Skordalia

The 25th of March is the Greek Independence day, coinciding with the Feast of the Annunciation. Independence day celebrates the Greek War of Independence (1821–1829) and the liberation of Greece from the Ottoman occupation. The Feast of the Annunciation commemorates the visit of archangel Gabriel to Virgin Mary, informing her that she would be the mother of the Son of God, Jesus Christ.

When it comes to food, the 25th of March falls within the 40-day period of strict fasting before Easter, when Greeks are invited to abstain from all animal flesh. But given the celebratory character of the day, consuming fish is allowed. The traditional dish of the day – with several regional variations – is salted codfish, battered and deep fried, and served with skordalia.
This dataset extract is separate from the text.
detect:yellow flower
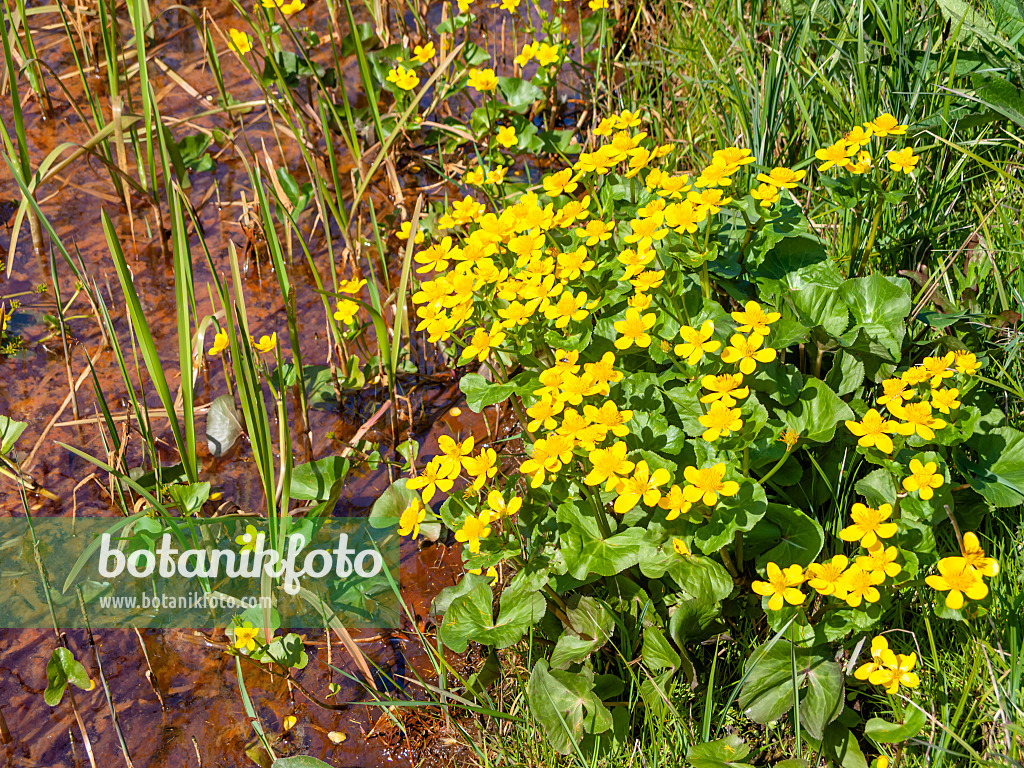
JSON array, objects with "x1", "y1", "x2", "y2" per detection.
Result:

As we’ve written before, skordalia is a traditional Greek dip, made with raw garlic, “skordo” as is its name in Greek. It is usually made with potato, or bread, and occasionally nuts are added. Today we have the classic recipe for you, made with potato. It is by Katerina, Nafsika’s mother.

Serves 6-8 as a dip

600g potatoes (2-3 large)
150ml olive oil, plus more to serve
6-8 cloves of garlic (to taste)
1 tbsp red wine vinegar
salt, pepper (to taste)

Place the potatoes in a large pot with plenty of cold water. Bring to the boil and cook until tender, around 40min. Drain and while the potatoes are still hot, peel off their skin. Let them cool down. Crumble into large pieces.

In a food processor (or using a pestle and mortar) blend together the olive oil and garlic. Slowly add the potatoes and blend everything together until you have a smooth mixture.

Transfer to a bowl, season with salt and pepper and add the vinegar. Taste and adjust for seasoning/vinegar. Serve drizzled with more olive oil.